In einem zentralen Kriegsarchiv in Berlin erfuhr Peter Pressnitz, dass sein Vater als Sanitäter in Russland und in der heutigen Ukraine im Einsatz war. Ist das die Erklärung für den seltsamen Totenkult nach dem Krieg? „Er war zum Beispiel der Überzeugung, dass Tote wieder lebendig werden, würde man sie nur mit Ölsalben behandeln.“

Irgendwann fand Peter Pressnitz jedoch heraus, dass über seinen Vater auch der ehemalige Nazi-Psychiater Heinrich Gross zwei negative Gutachten geschrieben hat, was er durchaus als „eine Täter-Opfer-Umkehr“ bewertet.

Zudem dürften jüngere Kollegen von Gross Zweifel geäußert haben, ob denn das Wegsperren des Verwirrten, aber insgesamt Harmlosen wirklich die beste Lösung ist.

Sein Leben: Peter Pressnitz wurde 1953 in Linz geboren, wuchs in der Weststeiermark und in Tirol auf. Er war Experte für Steuerrecht und ist heute Berater und Seminarleiter für NGOs. Für sein Vater-Buch hat er über mehrere Jahre recherchiert.
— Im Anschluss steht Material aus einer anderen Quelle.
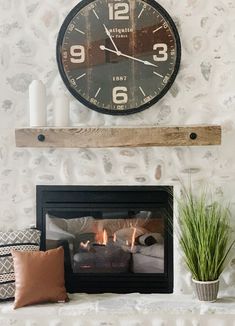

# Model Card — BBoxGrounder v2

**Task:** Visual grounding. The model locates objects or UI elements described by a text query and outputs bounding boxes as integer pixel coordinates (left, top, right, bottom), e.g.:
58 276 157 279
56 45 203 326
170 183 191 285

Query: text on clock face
59 0 182 113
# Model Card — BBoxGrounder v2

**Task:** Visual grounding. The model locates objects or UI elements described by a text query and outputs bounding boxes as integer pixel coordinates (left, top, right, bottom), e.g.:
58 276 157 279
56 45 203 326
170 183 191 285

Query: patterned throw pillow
0 229 41 301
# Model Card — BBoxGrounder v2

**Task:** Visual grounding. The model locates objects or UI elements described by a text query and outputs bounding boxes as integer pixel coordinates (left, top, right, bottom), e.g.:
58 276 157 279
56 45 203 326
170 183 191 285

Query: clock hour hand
103 24 119 52
100 45 158 67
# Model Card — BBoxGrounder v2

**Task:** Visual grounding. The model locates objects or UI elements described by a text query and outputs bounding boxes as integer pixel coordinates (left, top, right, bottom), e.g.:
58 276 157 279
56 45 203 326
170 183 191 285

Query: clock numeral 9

Sein Buch: Halber Vater, ganzer Sohn.  Weshalb ich meinen Vater gefunden und nie getroffen habe. Verlag Bibliothek der Provinz, 138 Seiten, Hardcover, 15 Euro.

 

Warum er sich mit seinem verstörenden Vater versöhnte

Im größeren Kontext sieht Pressnitz sein Buch auch als „Plädoyer für die Demokratie und eine Warnung vor dem Hass auf Andersartige“.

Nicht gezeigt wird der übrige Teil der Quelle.